MEDICUS: In Singapore, we’re re-purposing some of the resources and systems that have been built during the pandemic to monitor public health better and support the rollout of a preventive care plan led by primary care physicians. Are those the sort of learnings that we should be implementing?

Ilona Kickbusch: Absolutely. We see, at least in the countries that that I live in, an understanding that we need to learn and reform our systems. But the willingness to invest, particularly in public health, is not as strong as it should be, partly because of all the other crises that need to be solved in parallel. While COVID is winding down, the whole environment and climate discussions are winding up. The part of the world where I live is very much defined by the war in Ukraine and the resources needed, and the ongoing economic crisis. This takes us back to the work of the Economics of Health for All Council, which highlights that much of what is done on those fronts also contributes as determinants of health to a healthier society. But this appreciation that health needs to be in all policies is not really there yet.

And through everything we’ve discussed, the gender issue is prominent. Any issue around the pandemic was incredibly gendered. Either women were more affected or women were the ones who carried the burden. Our Council wants to draw attention to that if we calculate the progress of our societies based on gross national product, then we’re actually excluding an enormous amount of contribution to society, the global good, and public value because what women contribute just does not get counted. And that doesn’t mean it all has to be turned into an economic measure. That’s not what we’re saying. But how do we count the contribution to communities and families and how do we calculate who carries the burden, and who pays the cost?

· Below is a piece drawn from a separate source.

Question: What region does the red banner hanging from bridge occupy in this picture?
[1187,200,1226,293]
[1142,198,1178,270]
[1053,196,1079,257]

MEDICUS: It’s clear that we think about health in all that we do, a bit like how we have accepted that all policies have a climate impact.

Ilona Kickbusch: While we have accepted it for the climate debate, we have not yet accepted it for the health debate. Even though the health debate is so much older. But that’s a thing we will need to achieve in our societies.

MEDICUS: Thank you for your time and insights.


The interview was conducted and edited for length and clarity by Nicole Lim, Senior editor.